Un obiettivo di fondo del Rossini Opera Festival (Rof) è riportare alla luce opere del grande compositore pesarese non più messe in scena. E’ il caso di Torvaldo e Dorliska, composta nel 1815 per il Teatro Valle di Roma, rappresentata con una certa frequenza sino al 1840 e successivamente riascoltata unicamente in un concerto Rai diversi anni fa. Nel 2006 è stata ripresa a Pesaro in una coproduzione con il San Carlo di Napoli dove è andata in scena nel 2007. Che io sappia, non ci sono state altre esecuzioni. L’opera nasce nel 1825 al Teatro Valle di Roma. Nella prima metà dell’Ottocento ebbe una modesta circolazione in teatri prevalentemente dell’Italia Centrale. Poi lungo silenzio sino al 2006. E’ la terza produzione del Rof 2017.
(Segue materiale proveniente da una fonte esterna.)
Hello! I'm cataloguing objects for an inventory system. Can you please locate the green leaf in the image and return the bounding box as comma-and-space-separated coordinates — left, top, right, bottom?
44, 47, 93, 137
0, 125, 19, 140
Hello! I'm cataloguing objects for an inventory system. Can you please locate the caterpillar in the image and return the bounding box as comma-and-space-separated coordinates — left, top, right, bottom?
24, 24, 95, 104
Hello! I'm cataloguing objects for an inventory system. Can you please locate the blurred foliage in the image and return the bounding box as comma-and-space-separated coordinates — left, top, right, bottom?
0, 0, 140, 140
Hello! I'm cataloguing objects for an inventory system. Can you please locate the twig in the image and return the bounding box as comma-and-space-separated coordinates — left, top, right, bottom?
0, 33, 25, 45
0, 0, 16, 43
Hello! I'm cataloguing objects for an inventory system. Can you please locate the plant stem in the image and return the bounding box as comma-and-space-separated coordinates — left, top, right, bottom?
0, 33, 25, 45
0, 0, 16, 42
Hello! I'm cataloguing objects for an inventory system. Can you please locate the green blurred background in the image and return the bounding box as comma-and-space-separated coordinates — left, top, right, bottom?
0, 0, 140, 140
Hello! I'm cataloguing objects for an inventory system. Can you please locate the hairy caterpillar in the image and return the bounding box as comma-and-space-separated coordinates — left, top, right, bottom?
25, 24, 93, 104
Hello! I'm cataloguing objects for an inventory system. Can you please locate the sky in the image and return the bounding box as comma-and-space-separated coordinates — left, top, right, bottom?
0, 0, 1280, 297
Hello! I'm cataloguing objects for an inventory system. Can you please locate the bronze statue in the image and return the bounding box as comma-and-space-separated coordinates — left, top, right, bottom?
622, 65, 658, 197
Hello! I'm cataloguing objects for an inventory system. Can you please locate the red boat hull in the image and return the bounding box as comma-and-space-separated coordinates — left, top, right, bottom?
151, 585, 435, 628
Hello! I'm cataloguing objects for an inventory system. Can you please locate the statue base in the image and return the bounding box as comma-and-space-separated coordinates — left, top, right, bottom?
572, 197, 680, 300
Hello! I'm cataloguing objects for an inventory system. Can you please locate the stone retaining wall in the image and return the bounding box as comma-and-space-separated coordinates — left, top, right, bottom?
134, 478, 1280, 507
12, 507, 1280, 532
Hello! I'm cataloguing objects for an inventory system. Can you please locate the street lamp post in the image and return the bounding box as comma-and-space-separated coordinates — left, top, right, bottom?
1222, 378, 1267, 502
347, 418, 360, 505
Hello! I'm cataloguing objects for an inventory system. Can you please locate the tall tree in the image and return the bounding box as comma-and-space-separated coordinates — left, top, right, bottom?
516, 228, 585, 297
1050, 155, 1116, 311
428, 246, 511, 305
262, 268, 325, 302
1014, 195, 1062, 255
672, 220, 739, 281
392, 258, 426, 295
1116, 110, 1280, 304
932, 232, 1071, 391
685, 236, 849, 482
Appartiene al genere semi-serio (o di “opere a salvataggio”) in voga tra la fine del Settecento e la prima metà dell’Ottocento. Vicende truculente venivano intercalate con momenti comici sino all'”arrivano i nostri” finale. Torvaldo e Dorliska sono appena sposati. Sulla fanciulla ha messo gli occhi il sadico e lussurioso tirannello Duca di Orlow. Tenta di ucciderne il marito e riesce ad imprigionare la ragazza per possederla. Al termine di un’arzigogolata vicenda, una rivolta di contadini ed artigiani, incitati dal custode del Castello (Giorgio), salva i “nostri” e consegna il Duca ad un giusto processo. Ad un mediocre libretto si aggiunge una partitura affrettata con molti spunti sviluppati in opere successive (quali Il barbiere di Siviglia e La cenerentola). Buoni i concertati, i duettini e la cavatina (aria di introduzione) di Torvaldo. Nel complesso, siamo lontani dai capolavori rossiniani: raschiando il fondo del barile, non sempre è oro quel che pare luccicare.
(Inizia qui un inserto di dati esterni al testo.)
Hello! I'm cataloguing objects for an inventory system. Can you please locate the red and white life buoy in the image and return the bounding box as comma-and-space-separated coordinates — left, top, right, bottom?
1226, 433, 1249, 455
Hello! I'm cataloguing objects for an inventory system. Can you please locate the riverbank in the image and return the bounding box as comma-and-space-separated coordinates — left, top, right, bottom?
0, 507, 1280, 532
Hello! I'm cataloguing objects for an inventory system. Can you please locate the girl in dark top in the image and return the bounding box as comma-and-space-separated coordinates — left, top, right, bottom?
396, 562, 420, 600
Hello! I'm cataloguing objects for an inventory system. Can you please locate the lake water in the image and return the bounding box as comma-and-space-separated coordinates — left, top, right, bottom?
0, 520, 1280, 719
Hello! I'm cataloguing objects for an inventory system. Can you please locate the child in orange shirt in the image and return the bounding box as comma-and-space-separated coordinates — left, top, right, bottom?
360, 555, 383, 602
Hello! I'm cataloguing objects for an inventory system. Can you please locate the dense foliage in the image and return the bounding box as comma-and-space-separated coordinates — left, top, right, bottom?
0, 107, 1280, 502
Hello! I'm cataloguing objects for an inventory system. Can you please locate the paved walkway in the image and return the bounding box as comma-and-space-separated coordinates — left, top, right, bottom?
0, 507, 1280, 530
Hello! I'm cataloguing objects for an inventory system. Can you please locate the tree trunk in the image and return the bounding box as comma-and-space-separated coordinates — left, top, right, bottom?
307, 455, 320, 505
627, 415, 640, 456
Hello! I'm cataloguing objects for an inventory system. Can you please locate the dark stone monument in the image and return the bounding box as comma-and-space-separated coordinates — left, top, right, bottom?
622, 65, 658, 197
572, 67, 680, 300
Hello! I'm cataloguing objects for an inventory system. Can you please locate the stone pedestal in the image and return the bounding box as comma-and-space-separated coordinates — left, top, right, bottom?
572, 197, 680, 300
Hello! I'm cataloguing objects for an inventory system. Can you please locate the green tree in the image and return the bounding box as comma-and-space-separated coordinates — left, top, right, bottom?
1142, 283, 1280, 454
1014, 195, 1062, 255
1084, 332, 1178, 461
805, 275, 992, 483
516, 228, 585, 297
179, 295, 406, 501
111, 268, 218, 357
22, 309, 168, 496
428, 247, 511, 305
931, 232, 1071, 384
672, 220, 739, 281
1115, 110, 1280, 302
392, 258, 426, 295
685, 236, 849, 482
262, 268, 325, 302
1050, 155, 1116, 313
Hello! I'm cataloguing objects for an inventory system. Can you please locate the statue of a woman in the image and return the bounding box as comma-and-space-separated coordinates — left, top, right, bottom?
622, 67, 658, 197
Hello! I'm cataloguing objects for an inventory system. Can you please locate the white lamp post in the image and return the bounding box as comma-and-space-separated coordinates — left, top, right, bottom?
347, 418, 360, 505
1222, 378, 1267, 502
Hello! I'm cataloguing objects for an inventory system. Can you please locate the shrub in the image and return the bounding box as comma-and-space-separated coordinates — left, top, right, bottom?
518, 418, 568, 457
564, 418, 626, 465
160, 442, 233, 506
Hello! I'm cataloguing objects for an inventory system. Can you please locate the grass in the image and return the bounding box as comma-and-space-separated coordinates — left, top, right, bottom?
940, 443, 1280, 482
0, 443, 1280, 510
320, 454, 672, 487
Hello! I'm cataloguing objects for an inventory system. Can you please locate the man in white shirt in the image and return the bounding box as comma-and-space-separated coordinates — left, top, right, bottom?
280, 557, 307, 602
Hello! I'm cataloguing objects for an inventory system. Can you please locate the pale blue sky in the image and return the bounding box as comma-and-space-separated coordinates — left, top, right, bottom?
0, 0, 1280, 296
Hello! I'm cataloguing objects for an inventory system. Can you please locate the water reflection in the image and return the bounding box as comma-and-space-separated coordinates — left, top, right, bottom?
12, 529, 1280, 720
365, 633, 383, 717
Mario Martone, che nel 2006 era anche direttore della programmazione del San Carlo, tenta di dare coerenza al libretto e spessore psicologico agli improbabili personaggi (il più credibile è proprio il cattivissimo Duca). Riesce a creare l’atmosfera di un nordico dramma gotico. Buona la giovane orchestra sinfonica Rossini diretta da Francesco Lanzillotta: lavora con dignità su materiale modesto in quanto è evidente che il 23enne Rossini all’orchestrazione non dava peso e forse la subappaltava a colleghi in bolletta. In Torvaldo e Dorliska la funzione dell’orchestra è principalmente di supporto all’acrobatica vocalità.
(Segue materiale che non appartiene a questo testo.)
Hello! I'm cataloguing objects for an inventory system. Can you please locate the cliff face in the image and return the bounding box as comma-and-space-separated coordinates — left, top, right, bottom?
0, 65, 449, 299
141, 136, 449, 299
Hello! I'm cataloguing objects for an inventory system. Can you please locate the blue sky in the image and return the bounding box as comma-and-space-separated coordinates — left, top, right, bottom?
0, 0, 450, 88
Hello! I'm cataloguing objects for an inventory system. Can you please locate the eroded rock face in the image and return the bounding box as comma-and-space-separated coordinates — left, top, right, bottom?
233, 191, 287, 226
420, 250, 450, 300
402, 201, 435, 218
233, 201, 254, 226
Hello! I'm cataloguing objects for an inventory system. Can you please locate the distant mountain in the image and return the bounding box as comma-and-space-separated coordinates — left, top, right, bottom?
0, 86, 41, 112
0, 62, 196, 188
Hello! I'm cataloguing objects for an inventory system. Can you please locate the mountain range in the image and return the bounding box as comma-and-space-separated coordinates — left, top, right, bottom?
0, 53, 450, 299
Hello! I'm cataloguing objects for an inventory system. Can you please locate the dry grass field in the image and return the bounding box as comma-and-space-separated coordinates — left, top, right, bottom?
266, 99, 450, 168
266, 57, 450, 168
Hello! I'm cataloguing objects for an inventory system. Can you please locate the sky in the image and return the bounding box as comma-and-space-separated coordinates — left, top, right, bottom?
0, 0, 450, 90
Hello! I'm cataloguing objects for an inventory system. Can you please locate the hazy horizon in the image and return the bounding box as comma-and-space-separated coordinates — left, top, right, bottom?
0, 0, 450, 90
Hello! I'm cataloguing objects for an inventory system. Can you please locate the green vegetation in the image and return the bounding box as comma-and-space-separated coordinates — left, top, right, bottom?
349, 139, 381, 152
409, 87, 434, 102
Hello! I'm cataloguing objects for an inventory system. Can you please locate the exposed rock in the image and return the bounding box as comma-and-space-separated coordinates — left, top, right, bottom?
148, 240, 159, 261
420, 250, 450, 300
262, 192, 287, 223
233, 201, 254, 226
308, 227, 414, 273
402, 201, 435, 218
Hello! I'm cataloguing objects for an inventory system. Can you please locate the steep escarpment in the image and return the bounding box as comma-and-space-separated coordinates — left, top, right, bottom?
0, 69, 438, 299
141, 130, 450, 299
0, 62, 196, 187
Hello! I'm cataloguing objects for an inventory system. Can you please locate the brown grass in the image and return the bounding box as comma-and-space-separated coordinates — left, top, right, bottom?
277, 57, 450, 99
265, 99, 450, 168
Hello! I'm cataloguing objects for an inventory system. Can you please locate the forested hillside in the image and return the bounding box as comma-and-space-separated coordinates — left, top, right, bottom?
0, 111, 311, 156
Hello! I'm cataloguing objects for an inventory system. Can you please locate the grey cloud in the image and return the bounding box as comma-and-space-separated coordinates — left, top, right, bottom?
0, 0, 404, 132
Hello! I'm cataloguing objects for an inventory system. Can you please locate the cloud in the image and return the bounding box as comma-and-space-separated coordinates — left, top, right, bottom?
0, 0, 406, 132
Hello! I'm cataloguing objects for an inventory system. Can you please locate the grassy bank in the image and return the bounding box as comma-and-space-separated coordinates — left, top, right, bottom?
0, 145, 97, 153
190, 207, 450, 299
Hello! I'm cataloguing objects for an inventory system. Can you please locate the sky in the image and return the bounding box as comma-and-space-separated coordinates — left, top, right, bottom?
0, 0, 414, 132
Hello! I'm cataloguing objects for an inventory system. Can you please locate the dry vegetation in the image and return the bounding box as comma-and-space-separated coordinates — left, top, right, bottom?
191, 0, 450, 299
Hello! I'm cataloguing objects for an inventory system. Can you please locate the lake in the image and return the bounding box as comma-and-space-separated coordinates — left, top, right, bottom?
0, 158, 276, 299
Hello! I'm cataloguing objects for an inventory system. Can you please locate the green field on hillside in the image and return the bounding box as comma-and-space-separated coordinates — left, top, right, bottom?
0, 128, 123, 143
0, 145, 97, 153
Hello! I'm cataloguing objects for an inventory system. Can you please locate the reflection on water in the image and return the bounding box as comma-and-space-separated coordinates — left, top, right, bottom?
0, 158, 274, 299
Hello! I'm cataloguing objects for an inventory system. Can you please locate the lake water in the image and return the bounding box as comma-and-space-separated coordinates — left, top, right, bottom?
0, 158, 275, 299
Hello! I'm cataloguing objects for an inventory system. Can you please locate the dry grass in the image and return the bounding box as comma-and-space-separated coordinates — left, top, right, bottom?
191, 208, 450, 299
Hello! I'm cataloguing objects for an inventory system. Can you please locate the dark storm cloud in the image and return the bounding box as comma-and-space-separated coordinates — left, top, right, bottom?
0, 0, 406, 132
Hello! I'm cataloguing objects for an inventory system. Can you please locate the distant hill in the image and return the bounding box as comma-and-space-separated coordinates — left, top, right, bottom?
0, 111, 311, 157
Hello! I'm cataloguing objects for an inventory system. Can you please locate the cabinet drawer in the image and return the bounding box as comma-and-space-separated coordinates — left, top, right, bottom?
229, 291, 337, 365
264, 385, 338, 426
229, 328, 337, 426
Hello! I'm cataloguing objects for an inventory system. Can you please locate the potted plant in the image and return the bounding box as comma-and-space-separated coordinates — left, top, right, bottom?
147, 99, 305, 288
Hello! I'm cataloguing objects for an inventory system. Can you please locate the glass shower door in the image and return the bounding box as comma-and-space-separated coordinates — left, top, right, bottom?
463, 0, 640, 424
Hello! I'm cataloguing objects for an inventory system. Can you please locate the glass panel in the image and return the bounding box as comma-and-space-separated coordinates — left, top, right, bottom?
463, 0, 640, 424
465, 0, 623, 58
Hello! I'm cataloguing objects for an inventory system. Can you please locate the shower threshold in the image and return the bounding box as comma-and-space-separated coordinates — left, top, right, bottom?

Caratteristica delle opere semiserie (Cherubini, Donizetti, e gli stessi Beethoven e Wagner si cimentarono in questo campo) è l’ardita scrittura vocale in quanto composte spesso su misura per cantanti di moda. L’edizione del Rof 2017 conferma le capacità di Dmitry Korchak (Torvaldo), un tenore di bell’aspetto ma non più giovanissimo che ha saputo e sa gestire molto bene la propria voce dal timbro chiaro in grado, con pari delicatezza, di scendere a tonalità gravi (quasi baritonali) e di ascendere a “si naturali”: ha meritato applauso ed ovazioni a scena aperta. L’avvenente Salome Jiacia (Dorliska) funziona bene nei duetti e concertati e pure nell’aria del secondo atto ed affronta bene l’agilità dell’ardua “cavatina”. Simone Alaimo è un Duca crudele più verdiano che rossiniano; primeggia nel finale (dove dà sfoggio alla coloratura). Carlo Lepore (Giorgio) è sempre lo stesso basso buffo. Quale che sia l’opera che interpreta.

Molti applausi, soprattutto alle voci.